An Original Review of Bram Stoker's 'Dracula'

A Review of Bram Stoker’s 'Dracula'

The Bristol, England, Times And Mirror - 8 June 1897

We must confess at the outset that we are not particularly fond of novels cast in diary form. But Mr. Bram Stoker explains that these papers have been place in sequence, and that how this has been done will be manifest to the reader as he proceeds. Jonathan Harker’s journal sets forth, in the first place, his quest for Castle Dracula. The district he had to travel “is in the extreme east of the country, just on the borders of three States, Transylvania, Moldavia, and Bukovina, in the midst of the Carpathian Mountains, one of the wildest and least known portions of Europe.
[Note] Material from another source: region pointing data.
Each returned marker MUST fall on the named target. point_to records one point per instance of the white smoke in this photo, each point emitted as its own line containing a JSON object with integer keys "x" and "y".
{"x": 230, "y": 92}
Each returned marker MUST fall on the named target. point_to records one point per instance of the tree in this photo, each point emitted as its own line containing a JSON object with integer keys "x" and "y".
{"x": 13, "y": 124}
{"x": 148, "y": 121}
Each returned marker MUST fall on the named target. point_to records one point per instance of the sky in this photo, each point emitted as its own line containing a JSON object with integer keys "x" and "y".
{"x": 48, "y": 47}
I was not able to light on any map or work givng the exact locality of the Castle Dracula, as there are no maps of this country as yet to compare with our own Ordnance Survey maps; but I found that Bistictz, the post-town named by Count Dracula, is a fairly well-known place.” The author gives us some graphic sketches of the country and its people, and shortly receives a hearty welcome from Count Dracula to his “beautiful land.” But the Count was a mystery. When the landlord was asked by the traveller if he knew Count Dracula, “and could tell me anything of his castle, both he and his wife crossed themselves, and saying they knew nothing at all, simply refused to speak further. It was so near the time of starting that I had no time to ask anyone else, for it was all very mysterious, and not by any means comforting.” Jonathan Harker’s account of his approach to the castle is very powerfully told; but we feel as we read it that we are are getting deeper and deeper into a land of shadows, weird and uncanny. A further acquaintance with Count Dracula certainly does not diminish the mystery which hangs about that person. We wish we had space to quote the very clever piece of writing which reveals the fact that Jonathan Harker, the bearer of the sealed letter from Hawkins, and Count Dracula were the only inhabitants of the castle. “I have only the Count to speak with, and he! I feel I am myself the only living soul within the place. Let me be prosaic, so far as facts can be; it will help me to bear up, and imagination must not run riot with me. If it does I am lost.” To those who are fond of the ghastly and the gruesome, “Dracula” will be welcome reading. The story is cleverly constructed and brilliantly told, and we do not think we can add further praise to the manner in which Mr. Bram Stoker sets forth the mysterious and the awful. – London: Archibald Constable and Co., 2, Whitehall Gardens.